Editor's note: I'm talking to myself here, too, lest you think I'm preaching without realizing this applies to me, too.

Have you ever noticed, when you are REALLY angry with someone, that when you finally come clean with them, whether it be minutes, hours, days or years later, that the other person often

1) had no idea you were mad/had no idea why you were mad
2) wasn't even aware that you were giving them the cold shoulder
3) didn't lose any sleep over what you considered grudge worthy*

Doesn't that just burn your butt? I know it does mine.

But it also is a gentle reminder that, unless you are willing to communicate with people and be honest, people can't read your mind.

Honestly, you wouldn't want them all up in your cranium most of the time, anyway**. But, that's the only way some people could honestly know what's bugging you about them and your oh-so-wrong behavior.

And, unless you are willing to go all John Travolta and live in a bubble for most of your life, you are going to run across people who are going to say or do things that aren't going to sit well with you. And, because you are closest to them, they are likely going to be close friends and family.

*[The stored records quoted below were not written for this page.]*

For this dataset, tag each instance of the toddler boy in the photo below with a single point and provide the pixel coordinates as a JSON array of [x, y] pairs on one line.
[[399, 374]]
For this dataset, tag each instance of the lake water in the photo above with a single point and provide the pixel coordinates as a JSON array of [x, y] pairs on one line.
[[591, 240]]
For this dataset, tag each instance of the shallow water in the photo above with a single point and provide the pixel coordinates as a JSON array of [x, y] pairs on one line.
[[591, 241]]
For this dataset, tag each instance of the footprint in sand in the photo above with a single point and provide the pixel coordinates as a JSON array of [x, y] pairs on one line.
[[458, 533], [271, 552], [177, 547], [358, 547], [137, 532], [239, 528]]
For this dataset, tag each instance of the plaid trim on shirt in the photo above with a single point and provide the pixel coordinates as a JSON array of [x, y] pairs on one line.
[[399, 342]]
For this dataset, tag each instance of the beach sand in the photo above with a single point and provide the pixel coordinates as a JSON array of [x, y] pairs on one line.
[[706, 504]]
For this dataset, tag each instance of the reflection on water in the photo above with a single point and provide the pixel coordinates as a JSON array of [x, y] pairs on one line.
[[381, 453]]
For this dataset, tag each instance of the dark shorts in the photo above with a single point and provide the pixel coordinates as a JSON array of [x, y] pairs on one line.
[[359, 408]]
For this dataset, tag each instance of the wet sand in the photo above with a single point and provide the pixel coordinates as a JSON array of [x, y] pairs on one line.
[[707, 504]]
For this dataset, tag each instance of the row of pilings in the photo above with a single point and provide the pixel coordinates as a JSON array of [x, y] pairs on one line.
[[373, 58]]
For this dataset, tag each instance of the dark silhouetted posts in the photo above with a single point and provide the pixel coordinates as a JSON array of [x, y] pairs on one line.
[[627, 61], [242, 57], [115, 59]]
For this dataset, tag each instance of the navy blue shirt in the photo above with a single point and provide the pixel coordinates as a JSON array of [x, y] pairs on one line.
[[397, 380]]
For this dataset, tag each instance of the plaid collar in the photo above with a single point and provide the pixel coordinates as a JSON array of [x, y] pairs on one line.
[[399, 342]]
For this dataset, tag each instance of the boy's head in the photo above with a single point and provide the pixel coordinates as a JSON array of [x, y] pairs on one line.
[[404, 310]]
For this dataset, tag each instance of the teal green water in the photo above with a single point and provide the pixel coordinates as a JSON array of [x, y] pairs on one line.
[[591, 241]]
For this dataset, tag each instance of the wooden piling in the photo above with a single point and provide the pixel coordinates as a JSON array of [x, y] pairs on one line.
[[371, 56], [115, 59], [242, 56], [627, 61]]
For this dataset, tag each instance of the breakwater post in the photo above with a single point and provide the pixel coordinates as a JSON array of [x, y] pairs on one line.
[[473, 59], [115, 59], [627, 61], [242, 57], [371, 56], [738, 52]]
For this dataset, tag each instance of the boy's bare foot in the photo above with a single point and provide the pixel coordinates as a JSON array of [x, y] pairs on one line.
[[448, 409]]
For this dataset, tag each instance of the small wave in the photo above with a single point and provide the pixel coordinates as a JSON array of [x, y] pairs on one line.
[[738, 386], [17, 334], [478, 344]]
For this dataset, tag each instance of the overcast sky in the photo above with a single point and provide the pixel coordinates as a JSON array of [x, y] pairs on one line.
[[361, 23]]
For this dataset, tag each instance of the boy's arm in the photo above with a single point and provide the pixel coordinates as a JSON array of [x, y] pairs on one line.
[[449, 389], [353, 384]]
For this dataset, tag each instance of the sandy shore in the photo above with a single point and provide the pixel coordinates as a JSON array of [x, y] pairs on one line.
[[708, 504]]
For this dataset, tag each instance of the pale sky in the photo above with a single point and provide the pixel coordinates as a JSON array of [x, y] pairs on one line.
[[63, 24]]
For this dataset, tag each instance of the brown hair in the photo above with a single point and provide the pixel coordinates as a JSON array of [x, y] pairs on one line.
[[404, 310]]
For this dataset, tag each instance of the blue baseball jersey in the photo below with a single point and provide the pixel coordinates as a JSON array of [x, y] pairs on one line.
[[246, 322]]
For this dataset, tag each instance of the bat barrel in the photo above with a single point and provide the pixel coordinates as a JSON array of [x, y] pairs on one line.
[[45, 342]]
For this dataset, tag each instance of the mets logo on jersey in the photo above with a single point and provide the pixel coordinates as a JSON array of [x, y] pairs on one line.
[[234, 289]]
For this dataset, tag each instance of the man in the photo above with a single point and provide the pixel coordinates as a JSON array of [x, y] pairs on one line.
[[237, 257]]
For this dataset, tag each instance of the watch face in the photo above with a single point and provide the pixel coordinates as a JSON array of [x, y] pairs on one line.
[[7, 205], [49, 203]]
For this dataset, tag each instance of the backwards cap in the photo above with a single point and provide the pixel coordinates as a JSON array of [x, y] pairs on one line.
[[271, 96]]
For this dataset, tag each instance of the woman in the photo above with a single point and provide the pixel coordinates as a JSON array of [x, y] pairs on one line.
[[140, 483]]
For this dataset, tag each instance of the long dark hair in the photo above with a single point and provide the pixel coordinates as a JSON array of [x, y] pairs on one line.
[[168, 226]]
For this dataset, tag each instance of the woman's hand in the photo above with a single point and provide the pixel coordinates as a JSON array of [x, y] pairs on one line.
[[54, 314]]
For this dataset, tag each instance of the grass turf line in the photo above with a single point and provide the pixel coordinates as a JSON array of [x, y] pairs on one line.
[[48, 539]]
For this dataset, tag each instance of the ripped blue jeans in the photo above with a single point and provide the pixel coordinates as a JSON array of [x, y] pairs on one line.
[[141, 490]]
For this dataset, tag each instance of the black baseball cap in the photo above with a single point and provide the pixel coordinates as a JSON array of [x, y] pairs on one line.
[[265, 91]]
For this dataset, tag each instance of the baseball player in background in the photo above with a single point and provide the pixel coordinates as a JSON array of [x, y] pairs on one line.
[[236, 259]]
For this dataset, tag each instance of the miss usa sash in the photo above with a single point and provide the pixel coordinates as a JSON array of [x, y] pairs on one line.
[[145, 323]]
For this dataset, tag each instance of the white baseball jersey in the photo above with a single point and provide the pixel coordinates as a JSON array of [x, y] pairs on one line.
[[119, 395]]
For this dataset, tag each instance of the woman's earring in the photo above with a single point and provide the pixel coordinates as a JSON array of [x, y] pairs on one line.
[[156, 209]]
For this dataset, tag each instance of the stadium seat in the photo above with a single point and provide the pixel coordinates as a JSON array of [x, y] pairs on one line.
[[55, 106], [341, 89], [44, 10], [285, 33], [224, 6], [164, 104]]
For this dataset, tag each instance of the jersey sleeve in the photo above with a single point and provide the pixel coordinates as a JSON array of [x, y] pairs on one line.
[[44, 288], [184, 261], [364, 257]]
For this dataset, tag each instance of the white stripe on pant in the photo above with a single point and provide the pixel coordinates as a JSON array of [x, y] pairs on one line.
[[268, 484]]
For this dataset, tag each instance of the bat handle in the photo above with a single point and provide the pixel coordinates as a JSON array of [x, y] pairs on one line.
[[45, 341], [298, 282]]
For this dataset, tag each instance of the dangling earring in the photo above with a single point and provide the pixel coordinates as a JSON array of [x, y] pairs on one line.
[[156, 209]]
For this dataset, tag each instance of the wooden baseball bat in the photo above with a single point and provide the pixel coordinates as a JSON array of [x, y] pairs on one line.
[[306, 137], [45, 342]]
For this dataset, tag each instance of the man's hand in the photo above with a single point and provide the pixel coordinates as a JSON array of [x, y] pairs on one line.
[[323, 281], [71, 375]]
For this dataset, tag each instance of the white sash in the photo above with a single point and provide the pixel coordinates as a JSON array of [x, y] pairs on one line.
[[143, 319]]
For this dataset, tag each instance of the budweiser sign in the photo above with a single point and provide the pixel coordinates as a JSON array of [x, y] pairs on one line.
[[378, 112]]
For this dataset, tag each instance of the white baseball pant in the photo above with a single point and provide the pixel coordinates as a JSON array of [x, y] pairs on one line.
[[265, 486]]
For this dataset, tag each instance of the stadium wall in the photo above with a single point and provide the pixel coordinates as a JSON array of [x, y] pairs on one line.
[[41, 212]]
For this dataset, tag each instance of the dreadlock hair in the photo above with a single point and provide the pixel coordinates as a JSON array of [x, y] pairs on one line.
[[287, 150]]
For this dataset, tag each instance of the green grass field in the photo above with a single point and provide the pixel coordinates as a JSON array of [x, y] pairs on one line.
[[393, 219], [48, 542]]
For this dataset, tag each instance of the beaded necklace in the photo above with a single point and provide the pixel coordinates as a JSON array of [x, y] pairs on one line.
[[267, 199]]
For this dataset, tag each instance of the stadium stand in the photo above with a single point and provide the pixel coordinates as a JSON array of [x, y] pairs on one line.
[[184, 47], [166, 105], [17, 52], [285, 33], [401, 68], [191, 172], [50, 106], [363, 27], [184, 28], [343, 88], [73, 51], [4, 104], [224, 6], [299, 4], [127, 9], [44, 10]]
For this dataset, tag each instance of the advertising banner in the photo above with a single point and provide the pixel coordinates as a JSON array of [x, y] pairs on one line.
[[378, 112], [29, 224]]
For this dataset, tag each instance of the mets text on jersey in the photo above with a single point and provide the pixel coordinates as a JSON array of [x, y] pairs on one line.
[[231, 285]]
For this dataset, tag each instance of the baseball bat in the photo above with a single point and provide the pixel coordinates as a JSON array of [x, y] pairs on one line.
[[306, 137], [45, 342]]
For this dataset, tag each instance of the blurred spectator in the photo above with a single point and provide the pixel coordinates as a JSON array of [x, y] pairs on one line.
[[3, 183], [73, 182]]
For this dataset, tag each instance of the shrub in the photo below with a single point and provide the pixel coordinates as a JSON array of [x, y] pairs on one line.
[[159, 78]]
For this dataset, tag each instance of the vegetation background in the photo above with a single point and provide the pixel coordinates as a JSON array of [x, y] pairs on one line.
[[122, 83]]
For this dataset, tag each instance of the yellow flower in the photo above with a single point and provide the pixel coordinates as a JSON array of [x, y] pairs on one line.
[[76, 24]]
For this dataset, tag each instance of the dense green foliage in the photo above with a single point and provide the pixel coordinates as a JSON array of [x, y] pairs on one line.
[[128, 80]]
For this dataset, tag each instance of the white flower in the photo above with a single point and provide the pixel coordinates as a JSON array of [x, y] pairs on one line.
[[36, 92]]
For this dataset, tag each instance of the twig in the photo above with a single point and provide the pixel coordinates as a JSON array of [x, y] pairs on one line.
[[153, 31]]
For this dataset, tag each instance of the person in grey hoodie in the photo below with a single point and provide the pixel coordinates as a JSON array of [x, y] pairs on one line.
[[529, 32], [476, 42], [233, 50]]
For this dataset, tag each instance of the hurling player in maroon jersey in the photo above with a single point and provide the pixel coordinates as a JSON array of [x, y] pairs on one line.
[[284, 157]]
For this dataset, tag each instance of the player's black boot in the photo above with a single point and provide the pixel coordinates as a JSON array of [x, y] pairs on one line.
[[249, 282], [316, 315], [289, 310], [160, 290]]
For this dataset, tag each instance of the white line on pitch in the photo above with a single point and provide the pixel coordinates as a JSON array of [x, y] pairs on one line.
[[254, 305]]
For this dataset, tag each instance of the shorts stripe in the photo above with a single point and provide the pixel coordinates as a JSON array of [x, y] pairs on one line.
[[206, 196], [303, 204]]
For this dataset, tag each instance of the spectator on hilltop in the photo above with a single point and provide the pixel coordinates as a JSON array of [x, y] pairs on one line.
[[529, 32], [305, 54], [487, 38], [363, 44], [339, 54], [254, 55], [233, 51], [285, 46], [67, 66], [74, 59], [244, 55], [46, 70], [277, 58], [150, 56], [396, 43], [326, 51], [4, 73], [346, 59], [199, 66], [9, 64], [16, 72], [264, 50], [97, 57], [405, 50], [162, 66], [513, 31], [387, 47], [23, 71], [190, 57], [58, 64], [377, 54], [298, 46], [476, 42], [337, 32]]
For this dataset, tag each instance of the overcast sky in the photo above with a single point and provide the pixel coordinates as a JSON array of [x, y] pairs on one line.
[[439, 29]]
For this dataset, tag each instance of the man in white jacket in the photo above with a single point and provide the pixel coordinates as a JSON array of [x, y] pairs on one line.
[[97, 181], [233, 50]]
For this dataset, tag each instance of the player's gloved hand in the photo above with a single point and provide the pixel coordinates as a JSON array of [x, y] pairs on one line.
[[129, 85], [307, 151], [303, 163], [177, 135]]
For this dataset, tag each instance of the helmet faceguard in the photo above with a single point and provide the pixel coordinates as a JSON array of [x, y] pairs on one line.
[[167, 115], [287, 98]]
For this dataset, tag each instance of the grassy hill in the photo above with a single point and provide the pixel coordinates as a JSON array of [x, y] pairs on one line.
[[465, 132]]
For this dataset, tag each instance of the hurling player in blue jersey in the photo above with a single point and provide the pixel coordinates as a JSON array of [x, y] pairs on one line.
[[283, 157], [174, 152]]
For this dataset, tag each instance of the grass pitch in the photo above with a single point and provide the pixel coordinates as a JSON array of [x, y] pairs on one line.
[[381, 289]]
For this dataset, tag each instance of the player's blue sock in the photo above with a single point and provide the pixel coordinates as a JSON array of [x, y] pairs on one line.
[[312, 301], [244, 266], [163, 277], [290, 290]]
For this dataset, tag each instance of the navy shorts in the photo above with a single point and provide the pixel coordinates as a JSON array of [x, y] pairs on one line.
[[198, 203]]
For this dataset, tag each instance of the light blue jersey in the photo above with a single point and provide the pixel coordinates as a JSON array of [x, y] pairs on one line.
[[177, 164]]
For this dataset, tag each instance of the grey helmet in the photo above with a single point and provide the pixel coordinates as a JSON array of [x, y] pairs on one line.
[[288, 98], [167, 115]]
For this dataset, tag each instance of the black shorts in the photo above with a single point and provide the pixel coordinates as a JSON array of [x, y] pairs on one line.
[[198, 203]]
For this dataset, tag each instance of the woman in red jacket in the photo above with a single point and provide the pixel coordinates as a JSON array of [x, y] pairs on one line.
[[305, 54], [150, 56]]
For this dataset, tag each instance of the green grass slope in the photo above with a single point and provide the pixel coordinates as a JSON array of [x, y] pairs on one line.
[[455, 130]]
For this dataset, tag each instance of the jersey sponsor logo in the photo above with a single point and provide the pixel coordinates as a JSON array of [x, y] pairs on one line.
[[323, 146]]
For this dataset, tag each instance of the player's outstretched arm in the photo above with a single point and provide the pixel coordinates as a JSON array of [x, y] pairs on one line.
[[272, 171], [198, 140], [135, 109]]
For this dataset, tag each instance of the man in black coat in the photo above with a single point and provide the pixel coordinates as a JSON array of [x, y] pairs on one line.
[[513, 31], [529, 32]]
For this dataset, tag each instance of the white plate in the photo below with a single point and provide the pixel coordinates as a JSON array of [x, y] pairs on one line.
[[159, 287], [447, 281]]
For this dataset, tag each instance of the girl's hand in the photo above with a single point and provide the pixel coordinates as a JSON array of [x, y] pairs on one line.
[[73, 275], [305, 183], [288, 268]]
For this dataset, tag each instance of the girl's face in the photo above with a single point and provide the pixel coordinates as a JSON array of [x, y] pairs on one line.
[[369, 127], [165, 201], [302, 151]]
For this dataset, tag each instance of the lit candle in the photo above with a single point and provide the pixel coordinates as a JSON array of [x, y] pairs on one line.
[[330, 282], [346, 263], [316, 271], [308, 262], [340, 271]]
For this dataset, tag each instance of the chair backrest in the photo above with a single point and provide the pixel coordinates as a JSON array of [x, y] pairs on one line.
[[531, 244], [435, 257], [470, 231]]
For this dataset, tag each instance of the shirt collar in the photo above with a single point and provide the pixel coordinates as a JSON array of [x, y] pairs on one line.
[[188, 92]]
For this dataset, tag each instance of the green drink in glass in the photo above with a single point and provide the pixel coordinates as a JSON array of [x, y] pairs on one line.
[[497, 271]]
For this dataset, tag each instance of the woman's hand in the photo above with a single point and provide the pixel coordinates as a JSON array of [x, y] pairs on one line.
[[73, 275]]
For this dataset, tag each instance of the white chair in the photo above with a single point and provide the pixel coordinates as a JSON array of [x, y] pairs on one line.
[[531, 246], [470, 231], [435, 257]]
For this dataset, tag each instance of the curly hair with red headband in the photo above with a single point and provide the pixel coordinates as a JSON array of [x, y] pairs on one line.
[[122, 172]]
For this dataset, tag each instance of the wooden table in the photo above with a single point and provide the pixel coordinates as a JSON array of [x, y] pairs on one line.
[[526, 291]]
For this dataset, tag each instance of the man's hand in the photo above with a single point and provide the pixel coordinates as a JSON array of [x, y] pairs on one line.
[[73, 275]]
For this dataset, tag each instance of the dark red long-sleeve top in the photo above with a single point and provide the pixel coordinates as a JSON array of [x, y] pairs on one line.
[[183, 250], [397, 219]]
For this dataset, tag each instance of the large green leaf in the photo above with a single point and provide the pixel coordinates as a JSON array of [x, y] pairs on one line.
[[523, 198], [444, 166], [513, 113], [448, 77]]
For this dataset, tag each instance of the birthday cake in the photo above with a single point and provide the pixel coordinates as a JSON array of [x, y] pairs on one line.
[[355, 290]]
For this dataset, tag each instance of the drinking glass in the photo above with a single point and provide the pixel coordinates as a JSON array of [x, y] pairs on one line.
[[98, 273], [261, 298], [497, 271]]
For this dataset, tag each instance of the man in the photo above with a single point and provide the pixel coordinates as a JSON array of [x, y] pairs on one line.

In my experience, most people aren't out to intentionally harm anyone. They don't wake up thinking of insults or making up gossip about others or trying to figure out how to steal someone else's spouse. In fact, most of the time when people say or do something that you consider an offense, they didn't even know they were doing anything wrong. But, we are all human and we all make mistakes. And, sometimes, those mistakes are going to get under your skin.

That's where forgiveness comes in. In order to get to the point where you can be honest with someone and let them know you were hurt, first you have to have some vague idea that you are willing to forgive them. Then, you can approach them knowing that, even if they aren't one bit apologetic, you've done your part to move past the breach.

Life is complicated. So are people. We deal with past hurts, failures, and experiences every day. And sometimes we are let down by those we love.

But, it is incumbent on us to figure out how to live in this world, trust others (even if they hurt us), and forgive.

If we refuse to do this, we might as well go ahead and order that bubble.



*And over which you had lost tons of sleep and spent so much time worrying that you start dreaming about said incident. ARGH.

**Earlier today, had you been in my mind around 5:30pm, you would have experienced the following (in technicolor): "I'm tired. Why isn't there a "instant dinner" button in my kitchen, attached to the microwave? That reminds me of Jane Jetson. She had one of those cool buttons AND perfect hair AND a cute, hour glass figure, even after giving birth to two kids eons apart! I think I just developed a minor hatred toward that woman. Why isn't some scientist on this button thing? Like now. (minor time gap) I'm soooo tired."